$$(a-b)^3(a+b)^2 = c^2+2(a-b)+1$$
So it is evident that a solution to the equation $(a, b, c) = (0, 1, 0)$. The expression $c^2+1$ never divides $4$. Now let's assume that $c^2+1$ is even, then we can write it in the form $2k$ where $k$ is odd. Rewrite the equation as $$ ((a-b)(a+b))^2 = \frac{c^2+1}{a-b}+2$$ Now if $a-b$ is even then we get a contradiction as the LHS would be even but the RHS would be odd. and if $a-b$ is odd, then LHS would be odd but the RHS would be even another contradiction. Therefore $c^2+1$ is odd and $a-b$ is odd. In fact some further analysis in $mod$ $4$ would yield that $a-b$ is of the form $4k-1$.
That is how far I got and right now I am stuck. Any ideas?

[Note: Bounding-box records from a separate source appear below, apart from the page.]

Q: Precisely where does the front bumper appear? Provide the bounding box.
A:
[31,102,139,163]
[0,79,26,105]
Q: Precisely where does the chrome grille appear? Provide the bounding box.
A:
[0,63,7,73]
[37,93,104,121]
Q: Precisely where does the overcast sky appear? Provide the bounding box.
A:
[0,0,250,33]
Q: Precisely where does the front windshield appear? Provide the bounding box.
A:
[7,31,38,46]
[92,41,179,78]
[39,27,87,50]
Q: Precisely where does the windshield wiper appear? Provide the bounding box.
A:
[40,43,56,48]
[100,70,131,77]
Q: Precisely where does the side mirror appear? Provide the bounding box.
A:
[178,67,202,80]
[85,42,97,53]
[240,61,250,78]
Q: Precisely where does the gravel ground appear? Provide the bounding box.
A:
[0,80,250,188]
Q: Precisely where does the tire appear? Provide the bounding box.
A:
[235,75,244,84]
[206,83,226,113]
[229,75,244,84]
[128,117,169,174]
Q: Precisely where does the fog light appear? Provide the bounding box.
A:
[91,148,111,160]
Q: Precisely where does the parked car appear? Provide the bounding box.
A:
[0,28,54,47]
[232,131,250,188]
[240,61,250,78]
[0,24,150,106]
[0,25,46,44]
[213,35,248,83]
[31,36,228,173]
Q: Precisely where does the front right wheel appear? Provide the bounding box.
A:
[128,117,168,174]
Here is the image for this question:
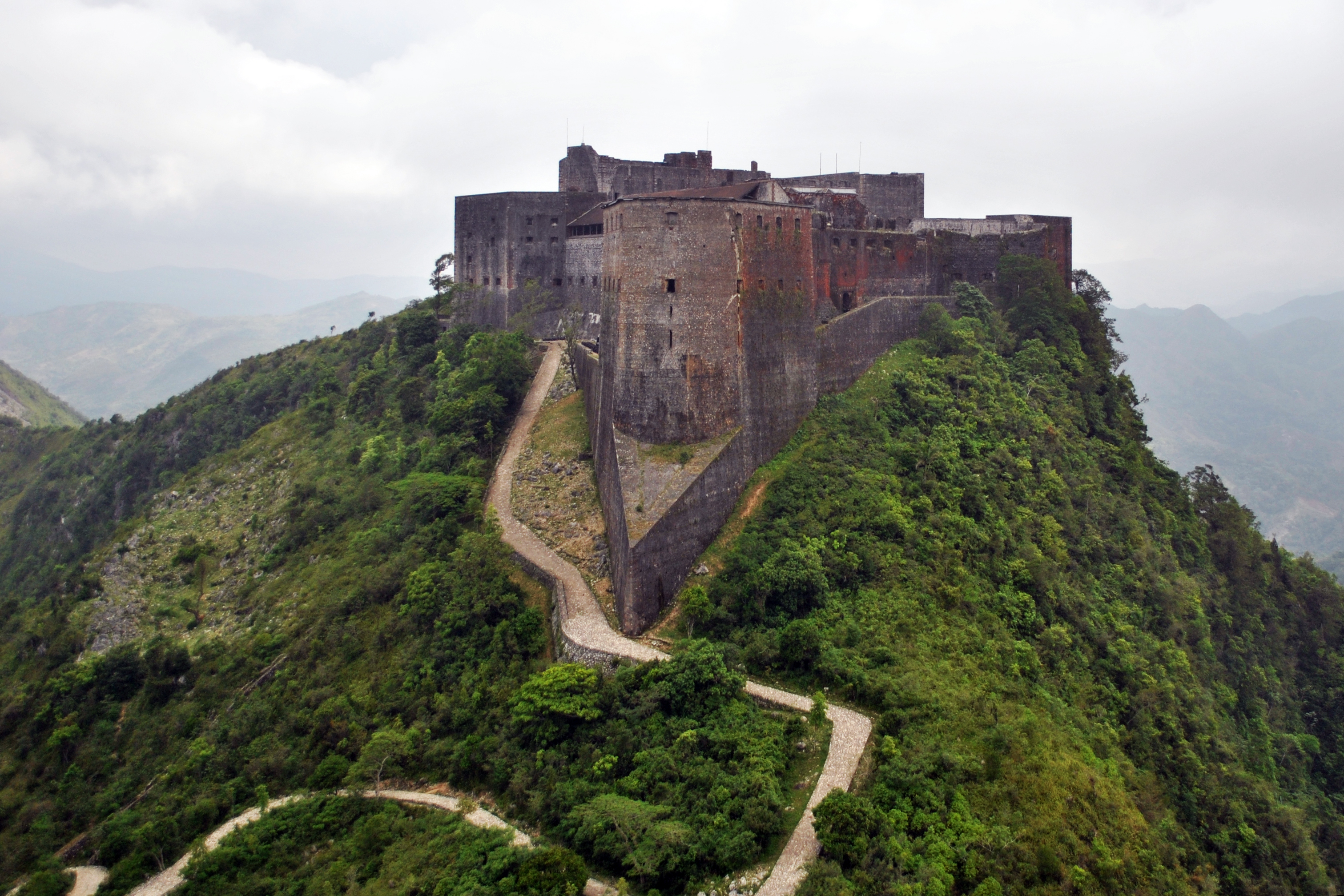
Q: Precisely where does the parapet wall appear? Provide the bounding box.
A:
[817,296,957,395]
[576,296,956,634]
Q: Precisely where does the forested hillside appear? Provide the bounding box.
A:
[0,362,83,426]
[0,295,825,896]
[0,257,1344,896]
[1115,301,1344,572]
[683,259,1344,896]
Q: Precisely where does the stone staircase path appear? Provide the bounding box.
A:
[485,342,872,896]
[28,342,872,896]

If $p\mid a-b$ then $c^2\equiv -1\pmod p$, so $p=2$ or $p\equiv 1\pmod 4$. You already ruled out $p=2$, hence $a-b$ is $\pm$ a (possibly empty) product of primes $\equiv 1\pmod 4$. In case of $+$ sign, this give $a-b\equiv 1\pmod4$ overall, whereas you already know $a-b\equiv -1\pmod 4$. It follows that $a-b$ is negative. Let $d=b-a>0$. Then $$1\le c^2+1=d(2-d^2(a+b)^2)$$ implies $$ d^2(a+b)^2\le 2.$$ As $a+b=0$ is impossible when $a-b$ is odd, we conclude $d=1$ and $a+b=\pm1$, so either $a=0$, $b=1$, and then $c=0$ as already found; or $a=-1$, $b=0$, and again $c=0$.